Most striking about New York schools chancellor Rudy Crew's threat to resign over Mayor Giuliani's proposed experimental voucher program was its lack of proportion. After all, this same Rudy Crew has never seemed alarmed that 13 of the city's school districts compose a "dead zone," in which virtually every school is failing. Crew claimed that he made his stand to protect the city's $10 billion-a-year education system. But he never explained how letting a few thousand poor children escape failing public schools to attend private schools could possibly worsen things for the rest of Gotham's 1.1 million public-school kids.


Evidence from Milwaukee suggests just the opposite: vouchers help the public-school kids left behind, because competition speeds up public-school reform. In Milwaukee, opponents of the state-sponsored voucher program include only the local teachers' union and a few tawdry left- wing interest groups. A true rainbow coalition, including the business community, Democratic mayor John Norquist, and leaders of the local black community, is working not only to make voucher schools succeed but to improve the public schools, too.


Officials of the Milwaukee Public Schools (MPS), for example, aren't petulantly quitting over losing students to private schools. Instead, they've learned to live with the voucher program—and even to profit financially from it. MPS has adopted at least one secular voucher school as its own. By taking in more dollars in per-student state aid than it sends to the voucher school, MPS has turned a profit, so now it can spend more on the other public schools (see "The Schools That Vouchers Built" Winter 1999). School officials are also offering Milwaukee parents a wider array of choices within the system, including several new charter schools. In addition, the MPS board has stood up to the teachers' union on onerous work rules. Merit now trumps seniority in job assignments more often, and incompetent teachers get fired more easily.

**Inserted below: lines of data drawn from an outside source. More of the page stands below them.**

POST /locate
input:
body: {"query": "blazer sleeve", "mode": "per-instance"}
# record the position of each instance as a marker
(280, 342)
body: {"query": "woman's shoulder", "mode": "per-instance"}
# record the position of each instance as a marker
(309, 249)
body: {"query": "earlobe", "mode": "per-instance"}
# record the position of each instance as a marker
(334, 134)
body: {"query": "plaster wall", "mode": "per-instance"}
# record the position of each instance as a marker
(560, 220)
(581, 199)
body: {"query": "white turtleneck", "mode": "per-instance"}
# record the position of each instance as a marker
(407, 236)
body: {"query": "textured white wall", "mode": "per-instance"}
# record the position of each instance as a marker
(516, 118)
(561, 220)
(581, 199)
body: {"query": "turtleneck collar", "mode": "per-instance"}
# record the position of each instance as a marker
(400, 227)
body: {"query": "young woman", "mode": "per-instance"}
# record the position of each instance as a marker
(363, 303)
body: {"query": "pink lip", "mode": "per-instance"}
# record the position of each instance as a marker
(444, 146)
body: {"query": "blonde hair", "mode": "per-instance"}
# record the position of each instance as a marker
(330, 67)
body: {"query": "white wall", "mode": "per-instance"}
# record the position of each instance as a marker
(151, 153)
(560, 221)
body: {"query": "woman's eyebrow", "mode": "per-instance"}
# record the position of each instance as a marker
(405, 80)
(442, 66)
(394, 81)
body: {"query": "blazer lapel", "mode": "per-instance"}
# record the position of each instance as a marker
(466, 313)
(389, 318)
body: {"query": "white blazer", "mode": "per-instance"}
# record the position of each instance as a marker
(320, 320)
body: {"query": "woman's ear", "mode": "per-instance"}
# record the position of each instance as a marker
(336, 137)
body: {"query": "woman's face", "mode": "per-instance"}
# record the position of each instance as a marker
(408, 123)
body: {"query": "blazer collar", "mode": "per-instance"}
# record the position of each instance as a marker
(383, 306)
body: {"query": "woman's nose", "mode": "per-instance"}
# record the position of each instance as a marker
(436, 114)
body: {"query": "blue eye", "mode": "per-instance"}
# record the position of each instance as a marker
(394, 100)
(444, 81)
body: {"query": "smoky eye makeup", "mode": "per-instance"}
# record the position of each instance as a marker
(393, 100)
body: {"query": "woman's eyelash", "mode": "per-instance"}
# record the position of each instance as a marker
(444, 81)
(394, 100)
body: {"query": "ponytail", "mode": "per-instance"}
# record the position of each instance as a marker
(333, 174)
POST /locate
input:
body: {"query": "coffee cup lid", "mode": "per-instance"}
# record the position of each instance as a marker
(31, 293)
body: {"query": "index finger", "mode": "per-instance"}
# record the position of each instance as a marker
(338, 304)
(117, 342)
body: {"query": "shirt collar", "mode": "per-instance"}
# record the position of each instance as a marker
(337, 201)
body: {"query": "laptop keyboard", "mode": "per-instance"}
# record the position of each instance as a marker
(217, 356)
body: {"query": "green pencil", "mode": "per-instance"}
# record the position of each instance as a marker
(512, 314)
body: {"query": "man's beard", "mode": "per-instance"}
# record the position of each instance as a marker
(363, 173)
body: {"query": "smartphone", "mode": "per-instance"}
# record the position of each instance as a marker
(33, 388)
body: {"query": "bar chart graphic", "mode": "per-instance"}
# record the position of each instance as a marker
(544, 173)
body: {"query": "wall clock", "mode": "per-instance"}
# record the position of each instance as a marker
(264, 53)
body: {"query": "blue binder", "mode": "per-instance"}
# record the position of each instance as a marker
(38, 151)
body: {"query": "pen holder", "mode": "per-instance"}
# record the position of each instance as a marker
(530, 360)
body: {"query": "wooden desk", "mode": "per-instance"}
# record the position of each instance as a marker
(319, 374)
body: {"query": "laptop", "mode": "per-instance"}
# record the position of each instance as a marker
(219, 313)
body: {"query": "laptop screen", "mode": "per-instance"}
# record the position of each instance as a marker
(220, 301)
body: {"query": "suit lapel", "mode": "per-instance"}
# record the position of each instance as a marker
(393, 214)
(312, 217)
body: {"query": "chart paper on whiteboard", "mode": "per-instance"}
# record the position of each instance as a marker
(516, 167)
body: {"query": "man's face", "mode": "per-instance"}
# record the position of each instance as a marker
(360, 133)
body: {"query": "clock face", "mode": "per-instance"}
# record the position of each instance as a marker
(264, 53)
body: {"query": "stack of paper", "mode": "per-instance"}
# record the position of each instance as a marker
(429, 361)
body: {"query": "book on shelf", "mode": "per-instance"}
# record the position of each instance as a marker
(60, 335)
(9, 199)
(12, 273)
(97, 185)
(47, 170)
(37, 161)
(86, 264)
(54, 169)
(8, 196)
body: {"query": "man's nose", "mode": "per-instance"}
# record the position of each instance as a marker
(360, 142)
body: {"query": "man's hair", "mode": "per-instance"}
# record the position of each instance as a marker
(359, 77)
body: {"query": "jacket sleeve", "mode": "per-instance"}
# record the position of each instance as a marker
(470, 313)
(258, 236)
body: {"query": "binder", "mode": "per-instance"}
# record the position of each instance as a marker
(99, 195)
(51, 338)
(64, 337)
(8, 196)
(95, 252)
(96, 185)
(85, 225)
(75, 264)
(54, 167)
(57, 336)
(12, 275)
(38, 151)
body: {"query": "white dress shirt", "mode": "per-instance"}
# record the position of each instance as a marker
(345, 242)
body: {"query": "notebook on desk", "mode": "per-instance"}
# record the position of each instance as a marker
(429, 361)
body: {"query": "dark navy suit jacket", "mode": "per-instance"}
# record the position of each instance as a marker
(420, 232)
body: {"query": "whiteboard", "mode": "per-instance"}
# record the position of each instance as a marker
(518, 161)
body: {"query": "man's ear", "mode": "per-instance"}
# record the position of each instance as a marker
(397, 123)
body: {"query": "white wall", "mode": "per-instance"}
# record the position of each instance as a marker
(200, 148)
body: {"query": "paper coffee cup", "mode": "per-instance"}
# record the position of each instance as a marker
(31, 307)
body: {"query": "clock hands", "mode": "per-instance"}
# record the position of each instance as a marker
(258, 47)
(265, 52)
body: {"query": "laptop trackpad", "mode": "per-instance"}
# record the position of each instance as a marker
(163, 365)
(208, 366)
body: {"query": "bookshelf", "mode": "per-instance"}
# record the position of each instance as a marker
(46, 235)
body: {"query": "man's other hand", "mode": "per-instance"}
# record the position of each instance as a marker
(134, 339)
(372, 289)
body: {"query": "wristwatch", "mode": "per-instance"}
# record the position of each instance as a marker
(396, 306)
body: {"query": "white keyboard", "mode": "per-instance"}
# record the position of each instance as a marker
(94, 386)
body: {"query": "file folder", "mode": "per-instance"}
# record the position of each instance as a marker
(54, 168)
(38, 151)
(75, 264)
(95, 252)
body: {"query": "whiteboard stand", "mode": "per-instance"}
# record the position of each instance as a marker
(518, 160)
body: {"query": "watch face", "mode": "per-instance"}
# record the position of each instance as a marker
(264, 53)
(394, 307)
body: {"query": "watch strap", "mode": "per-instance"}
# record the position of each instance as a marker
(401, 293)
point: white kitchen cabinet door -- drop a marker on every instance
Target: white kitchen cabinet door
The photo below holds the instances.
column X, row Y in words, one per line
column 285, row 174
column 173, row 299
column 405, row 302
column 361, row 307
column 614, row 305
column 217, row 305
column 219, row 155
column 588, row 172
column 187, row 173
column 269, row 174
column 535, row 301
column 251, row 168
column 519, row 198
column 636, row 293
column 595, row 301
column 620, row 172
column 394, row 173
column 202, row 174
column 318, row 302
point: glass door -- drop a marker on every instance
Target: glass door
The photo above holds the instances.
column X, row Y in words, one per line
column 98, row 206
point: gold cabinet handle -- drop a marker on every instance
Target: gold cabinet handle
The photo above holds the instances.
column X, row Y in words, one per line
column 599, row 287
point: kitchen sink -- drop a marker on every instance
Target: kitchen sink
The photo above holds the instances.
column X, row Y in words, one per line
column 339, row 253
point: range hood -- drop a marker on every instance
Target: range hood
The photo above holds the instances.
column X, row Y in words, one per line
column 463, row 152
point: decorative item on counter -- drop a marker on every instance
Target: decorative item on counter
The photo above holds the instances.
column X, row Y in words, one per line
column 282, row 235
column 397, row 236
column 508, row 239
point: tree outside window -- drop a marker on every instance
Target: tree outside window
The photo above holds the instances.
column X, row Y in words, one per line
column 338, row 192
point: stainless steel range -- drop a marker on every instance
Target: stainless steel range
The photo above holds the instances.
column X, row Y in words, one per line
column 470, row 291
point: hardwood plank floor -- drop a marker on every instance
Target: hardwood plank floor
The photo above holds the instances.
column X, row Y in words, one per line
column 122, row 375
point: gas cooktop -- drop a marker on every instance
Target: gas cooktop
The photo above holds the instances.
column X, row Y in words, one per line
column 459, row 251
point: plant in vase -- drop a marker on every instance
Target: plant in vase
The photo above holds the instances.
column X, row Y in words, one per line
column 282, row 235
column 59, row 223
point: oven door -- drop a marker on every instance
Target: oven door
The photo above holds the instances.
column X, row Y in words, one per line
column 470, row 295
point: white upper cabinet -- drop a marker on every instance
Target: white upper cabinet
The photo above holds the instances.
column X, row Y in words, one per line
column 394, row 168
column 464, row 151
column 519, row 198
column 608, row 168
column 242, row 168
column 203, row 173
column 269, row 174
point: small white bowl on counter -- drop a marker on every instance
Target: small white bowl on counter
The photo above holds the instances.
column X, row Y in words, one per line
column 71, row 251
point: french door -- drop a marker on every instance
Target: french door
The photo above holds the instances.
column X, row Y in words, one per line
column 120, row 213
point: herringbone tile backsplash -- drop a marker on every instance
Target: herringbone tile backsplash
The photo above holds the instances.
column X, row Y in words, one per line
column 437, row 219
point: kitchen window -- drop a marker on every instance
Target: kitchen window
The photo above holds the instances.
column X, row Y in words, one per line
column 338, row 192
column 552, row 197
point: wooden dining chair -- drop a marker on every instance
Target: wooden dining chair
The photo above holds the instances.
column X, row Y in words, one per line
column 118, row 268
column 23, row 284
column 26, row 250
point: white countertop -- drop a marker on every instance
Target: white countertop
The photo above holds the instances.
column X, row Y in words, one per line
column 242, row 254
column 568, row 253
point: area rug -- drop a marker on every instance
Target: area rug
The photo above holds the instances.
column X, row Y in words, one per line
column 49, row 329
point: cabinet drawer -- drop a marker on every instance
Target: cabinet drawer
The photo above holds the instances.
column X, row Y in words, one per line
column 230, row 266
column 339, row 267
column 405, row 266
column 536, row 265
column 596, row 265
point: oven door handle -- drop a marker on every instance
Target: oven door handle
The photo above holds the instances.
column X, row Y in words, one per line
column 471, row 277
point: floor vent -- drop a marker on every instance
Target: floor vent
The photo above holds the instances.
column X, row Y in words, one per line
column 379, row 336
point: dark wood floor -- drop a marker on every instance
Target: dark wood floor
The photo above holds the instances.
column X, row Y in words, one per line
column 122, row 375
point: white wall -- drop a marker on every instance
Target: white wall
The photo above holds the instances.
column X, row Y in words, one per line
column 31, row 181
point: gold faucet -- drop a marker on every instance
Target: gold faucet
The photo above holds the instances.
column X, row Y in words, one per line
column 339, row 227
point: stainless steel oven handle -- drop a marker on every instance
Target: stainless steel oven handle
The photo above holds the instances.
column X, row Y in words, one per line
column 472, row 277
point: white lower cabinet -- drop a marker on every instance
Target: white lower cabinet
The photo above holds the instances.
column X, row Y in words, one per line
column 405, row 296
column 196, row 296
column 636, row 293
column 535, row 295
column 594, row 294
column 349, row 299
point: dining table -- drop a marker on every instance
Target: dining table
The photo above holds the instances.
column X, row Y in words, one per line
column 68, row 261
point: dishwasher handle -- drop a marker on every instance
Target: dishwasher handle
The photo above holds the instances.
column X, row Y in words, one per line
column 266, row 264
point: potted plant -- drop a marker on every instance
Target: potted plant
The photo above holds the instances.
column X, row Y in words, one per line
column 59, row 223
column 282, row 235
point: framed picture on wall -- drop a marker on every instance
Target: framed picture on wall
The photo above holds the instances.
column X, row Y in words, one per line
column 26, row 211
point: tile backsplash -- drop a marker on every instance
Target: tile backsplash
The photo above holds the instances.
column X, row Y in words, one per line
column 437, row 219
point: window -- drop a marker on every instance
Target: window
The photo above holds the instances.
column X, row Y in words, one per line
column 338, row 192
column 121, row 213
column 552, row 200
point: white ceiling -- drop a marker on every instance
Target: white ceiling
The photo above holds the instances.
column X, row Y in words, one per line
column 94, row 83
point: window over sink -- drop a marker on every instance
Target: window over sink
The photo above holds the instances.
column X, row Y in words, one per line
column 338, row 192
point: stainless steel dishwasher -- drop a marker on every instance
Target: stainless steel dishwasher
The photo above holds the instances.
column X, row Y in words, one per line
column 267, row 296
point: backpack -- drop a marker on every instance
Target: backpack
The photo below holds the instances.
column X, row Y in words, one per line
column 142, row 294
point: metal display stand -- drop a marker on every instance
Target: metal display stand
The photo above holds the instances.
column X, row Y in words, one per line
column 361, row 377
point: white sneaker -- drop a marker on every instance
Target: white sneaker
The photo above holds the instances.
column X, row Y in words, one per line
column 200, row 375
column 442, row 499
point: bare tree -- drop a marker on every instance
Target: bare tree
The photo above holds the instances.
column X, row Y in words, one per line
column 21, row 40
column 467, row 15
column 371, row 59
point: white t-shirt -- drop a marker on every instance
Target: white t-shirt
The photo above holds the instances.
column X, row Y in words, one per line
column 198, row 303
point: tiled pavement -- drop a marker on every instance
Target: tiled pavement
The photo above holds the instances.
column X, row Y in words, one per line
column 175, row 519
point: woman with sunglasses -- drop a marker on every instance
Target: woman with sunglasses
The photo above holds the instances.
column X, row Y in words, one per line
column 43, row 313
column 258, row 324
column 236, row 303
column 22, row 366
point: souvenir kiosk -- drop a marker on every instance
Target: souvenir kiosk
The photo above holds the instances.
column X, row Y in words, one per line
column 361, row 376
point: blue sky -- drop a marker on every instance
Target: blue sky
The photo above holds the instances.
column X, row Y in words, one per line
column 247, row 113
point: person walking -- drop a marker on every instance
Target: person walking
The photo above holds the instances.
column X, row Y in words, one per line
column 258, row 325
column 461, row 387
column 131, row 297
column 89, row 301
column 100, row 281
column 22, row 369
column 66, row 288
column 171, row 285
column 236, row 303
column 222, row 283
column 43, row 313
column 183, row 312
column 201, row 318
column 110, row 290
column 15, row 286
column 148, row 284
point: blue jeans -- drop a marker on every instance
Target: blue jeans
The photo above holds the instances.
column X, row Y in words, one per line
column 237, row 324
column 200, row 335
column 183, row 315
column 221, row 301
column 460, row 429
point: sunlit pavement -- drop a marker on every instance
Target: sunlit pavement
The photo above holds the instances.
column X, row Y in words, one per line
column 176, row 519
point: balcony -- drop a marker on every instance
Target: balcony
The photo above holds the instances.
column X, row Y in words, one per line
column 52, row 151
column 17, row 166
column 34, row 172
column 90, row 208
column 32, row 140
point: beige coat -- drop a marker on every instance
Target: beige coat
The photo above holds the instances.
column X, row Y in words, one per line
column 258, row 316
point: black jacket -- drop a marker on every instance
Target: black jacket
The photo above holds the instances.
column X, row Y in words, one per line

Mayor Norquist, touring the country, argues that vouchers have created a winning situation for everyone in Milwaukee. He believes that the plentiful educational choices—voucher schools, charter schools, and traditional public schools revived by competition—will help lure middle-class families to the city. For now, sadly, it's hard to imagine New York's Democratic pols and its public-education establishment adopting Milwaukee's healthy approach to school choice. United Federation of Teachers president Randi Weingarten promises, "We will fight with every resource at our disposal any attempt by the mayor to create a voucher system in this city." The UFT's resources indeed are impressive. All the more reason, then, to hail Mayor Giuliani's courage in taking on what promises to be a long fight for the beleaguered parents of New York's schoolchildren.